Assignment 10

Gambler’s Ruin

Q. Smith is in jail and has 1 dollar; he can get out on bail if he has 8 dollars. A guard agrees to make a series of bets with him. If Smith bets A dollars, he wins A dollars with probability 0.4 and loses A dollars with probability 0.6.

Find the probability that he wins 8 dollars before losing all of his money if

1. he bets 1 dollar each time (timid strategy).
   
2. he bets, each time, as much as possible but not more than necessary to bring his fortune up to 8 dollars (bold strategy).
   
3. Which strategy gives Smith the better chance of getting out of jail?

A. In Markov parlance, zeroing out and winning $8 for freedom are ‘absorbing states’. We’re interested in which probability is greater.

It’s time for some matrix mania: Q, R, I, N and B!!

We can do it in R. Smith comes later.

***

# make our transition matrix and canonical matrix
# import transition matrix from data hand coded into excel

transientMat <- as.matrix(fread("markov.csv"))
row.names(transientMat) <- 0:8
colnames(transientMat) <- 0:8

# check row sums
# apply(poorbill, 1, sum)

# make a canonical matrix
canonicalMat <- as.matrix(fread("canonical.csv"))
row.names(canonicalMat) <- as.character(c(1:7,0,8))
colnames(canonicalMat) <- as.character(c(1:7,0,8))

Our transient matrix:

pander(transientMat)

Our canonical matrix:

pander(canonicalMat)

Our Q matrix:

QMat <- canonicalMat[1:7,1:7]
pander(QMat)

The R matrix:

RMat <- canonicalMat[1:7,8:9]
pander(RMat)

The N matrix:

IminusQ <- as.matrix(fread("IminusQ.csv"))
colnames(IminusQ) <- as.character(1:7)

# fundamental matrix
N <- round(solve(IminusQ),2)
colnames(N) <- as.character(1:7)
pander(N)

The B matrix:

B <- N%*%RMat
pander(B)

The t matrix:

c <- matrix(rep(1, 7), byrow=T, nrow=7)
t <- N%*%c 
pander(t)

Our critical matrix here is B. It contains the probabilities that Smith will zero out or chill out at every starting point.

The probability that Smith will get out of jail from his/her first bet is hopeless – 2 percent. But it’s not zero.

So if she/he bets $1 and wins, the probabilty of freedom more than doubles.

Score.

If Smith bets all $2 in his/her purse and wins, the odds of getting out on a $4 bet improve to 1 in 6. Shawshank Redemption territory.

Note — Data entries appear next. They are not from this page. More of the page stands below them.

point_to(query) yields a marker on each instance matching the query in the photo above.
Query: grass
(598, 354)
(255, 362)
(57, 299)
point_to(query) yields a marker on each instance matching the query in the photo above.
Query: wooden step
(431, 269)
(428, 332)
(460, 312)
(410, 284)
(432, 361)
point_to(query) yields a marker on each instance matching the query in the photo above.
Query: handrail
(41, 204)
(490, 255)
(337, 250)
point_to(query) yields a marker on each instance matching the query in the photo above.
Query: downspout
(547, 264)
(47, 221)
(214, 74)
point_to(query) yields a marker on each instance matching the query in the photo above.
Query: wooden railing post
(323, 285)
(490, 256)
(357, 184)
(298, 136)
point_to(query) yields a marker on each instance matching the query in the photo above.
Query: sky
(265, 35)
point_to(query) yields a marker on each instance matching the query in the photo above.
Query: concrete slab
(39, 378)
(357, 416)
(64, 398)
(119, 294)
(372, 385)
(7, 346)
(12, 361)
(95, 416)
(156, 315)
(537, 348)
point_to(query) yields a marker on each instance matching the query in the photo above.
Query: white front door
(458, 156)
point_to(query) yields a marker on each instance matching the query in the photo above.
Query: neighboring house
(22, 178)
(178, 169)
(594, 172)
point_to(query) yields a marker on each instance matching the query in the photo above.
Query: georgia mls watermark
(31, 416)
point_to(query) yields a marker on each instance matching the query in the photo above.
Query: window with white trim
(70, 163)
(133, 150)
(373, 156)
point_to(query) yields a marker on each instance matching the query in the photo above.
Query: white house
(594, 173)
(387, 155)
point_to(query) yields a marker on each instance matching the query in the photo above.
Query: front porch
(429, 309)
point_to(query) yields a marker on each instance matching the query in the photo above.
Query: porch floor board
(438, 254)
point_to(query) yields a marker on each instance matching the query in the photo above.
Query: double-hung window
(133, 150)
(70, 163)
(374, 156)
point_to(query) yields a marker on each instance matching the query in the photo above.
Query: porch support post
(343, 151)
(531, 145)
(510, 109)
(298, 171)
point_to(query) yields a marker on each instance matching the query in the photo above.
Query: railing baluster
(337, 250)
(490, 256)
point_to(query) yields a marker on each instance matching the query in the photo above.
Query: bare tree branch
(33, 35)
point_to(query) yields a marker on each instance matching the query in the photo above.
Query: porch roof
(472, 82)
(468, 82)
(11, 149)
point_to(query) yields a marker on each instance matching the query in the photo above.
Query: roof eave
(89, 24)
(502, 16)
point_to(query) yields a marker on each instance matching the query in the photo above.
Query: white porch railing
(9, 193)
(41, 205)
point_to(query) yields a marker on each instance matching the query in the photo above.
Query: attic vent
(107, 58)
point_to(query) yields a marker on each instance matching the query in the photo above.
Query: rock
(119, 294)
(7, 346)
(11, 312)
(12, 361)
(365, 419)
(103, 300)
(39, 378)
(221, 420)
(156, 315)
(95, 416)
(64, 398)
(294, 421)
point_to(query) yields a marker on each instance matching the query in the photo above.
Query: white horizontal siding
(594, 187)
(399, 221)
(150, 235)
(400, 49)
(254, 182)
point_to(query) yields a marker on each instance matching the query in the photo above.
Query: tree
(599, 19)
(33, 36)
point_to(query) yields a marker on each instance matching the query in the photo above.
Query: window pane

Smith can choose the meager route, betting at $1, but the probability of escaping is low for each independent bet. The probability of zeroing out is higher.

Best to go for broke and hope for a winning random walk.

Speaking of which …

# 20 Random Walks of a coin flip
plot.new()
par(mar=c(1,1,1,1))
par(mfrow=c(5,4))
for (i in 1:20){
    X <- sample(c('H','T'), 1000, replace=T, prob=c(0.5, 0.5))
    n <- 1:1000
    Sn <- numeric()
    for (i in 1:length(X)){
      y <- length(which(X[1:i]=='H'))-length(which(X[1:i]=='T'))
      Sn <- append(Sn, y)
    }
    plot(n, Sn, type='b', col='blue')
    abline(h=0, col='red', lwd=3)
}